Nous avons entendu le témoignage du Père Guy Marcel, il est l’écho du malheur qui frappe non seulement le Burkina Faso mais le continent africain tout entier. Nous savons que ce malheur frappe tous les continents et même notre vieille Europe en proie à la guerre. Or la guerre n’est possible qu’à cause des mauvais désirs des hommes, elle ne peut pas durer ni s’étendre sans une organisation planifiée. Les kalachnikovs ne poussent pas sur les baobabs et il faut d’immenses richesses pour entretenir la guerre aux dépends des populations civiles et pour exacerber leurs divisions ethniques ou religieuses. Notre prospérité occidentale est assise sur le malheur des gens et nous aggravons ce malheur lorsque nous laissons notre peur diaboliser les victimes de cette prospérité qui fuient les guerres que nous entretenons.

Ce soir nous confions à la miséricorde de Dieu les milliers de migrants morts en Méditerranée (il y en avait 3200 en 2021).

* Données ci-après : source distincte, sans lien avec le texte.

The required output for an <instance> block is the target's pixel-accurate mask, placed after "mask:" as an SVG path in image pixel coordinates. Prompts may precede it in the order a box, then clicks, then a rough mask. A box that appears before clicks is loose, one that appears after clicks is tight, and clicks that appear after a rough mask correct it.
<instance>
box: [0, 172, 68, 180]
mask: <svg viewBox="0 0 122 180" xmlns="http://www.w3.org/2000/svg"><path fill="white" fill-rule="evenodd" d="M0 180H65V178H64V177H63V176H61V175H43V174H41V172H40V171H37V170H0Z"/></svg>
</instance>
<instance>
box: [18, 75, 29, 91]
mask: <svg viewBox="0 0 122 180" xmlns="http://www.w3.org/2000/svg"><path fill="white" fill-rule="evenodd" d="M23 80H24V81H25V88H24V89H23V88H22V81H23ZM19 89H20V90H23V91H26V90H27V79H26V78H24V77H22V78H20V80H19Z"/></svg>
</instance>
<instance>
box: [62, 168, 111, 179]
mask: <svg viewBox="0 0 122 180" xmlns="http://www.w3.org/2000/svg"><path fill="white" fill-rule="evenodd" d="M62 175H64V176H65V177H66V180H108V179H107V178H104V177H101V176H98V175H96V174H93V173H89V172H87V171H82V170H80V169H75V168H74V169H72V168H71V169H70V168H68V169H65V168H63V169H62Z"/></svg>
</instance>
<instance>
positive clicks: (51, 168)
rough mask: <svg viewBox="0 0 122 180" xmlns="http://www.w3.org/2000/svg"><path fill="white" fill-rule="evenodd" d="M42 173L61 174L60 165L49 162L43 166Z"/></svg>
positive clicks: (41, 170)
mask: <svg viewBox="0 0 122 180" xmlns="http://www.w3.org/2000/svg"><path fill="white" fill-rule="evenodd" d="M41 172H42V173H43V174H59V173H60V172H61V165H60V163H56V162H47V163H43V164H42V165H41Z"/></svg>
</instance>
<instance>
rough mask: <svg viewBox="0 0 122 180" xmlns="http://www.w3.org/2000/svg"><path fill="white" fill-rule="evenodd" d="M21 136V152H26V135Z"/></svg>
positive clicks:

Nous lui confions tous ceux qui les accueillent, les servent et leur permettent de vivre, non seulement en Méditerranée mais partout en France. Nous lui confions ces personnes déplacées, à l’intérieur de leur pays comme au Burkina Faso ou hors de leurs patries terrestres. Nous lui confions nos gouvernants, nos élus pour qu’ils soient vraiment au service de l’humanité et ne se servent plus des peurs ou des conflits pour établir des situations injustes. Nous lui confions ceux de nos compatriotes qui sont habités par la peur de l’autre et qui suivent les bergers de malheurs qui exploitent leurs peurs. Nous nous confions nous-mêmes pour que notre cœur soit vraiment fraternel, établi dans la paix, affranchi de la peur.

La nuit de la délivrance avait été connue à l’avance par nos pères nous disait le Livre de Sagesse, nous aussi nous connaissons cette libération à venir, nous savons qu’elle est en Christ et déjà nous l’anticipons dans cette eucharistie. Puissions-nous y puiser la force de vivre chaque jour, libérateurs libérés, étrangers en route, migrants de passage, qui se reconnaissent dans ces frères malheureux dont le visage est déjà, celui de notre ultime Juge.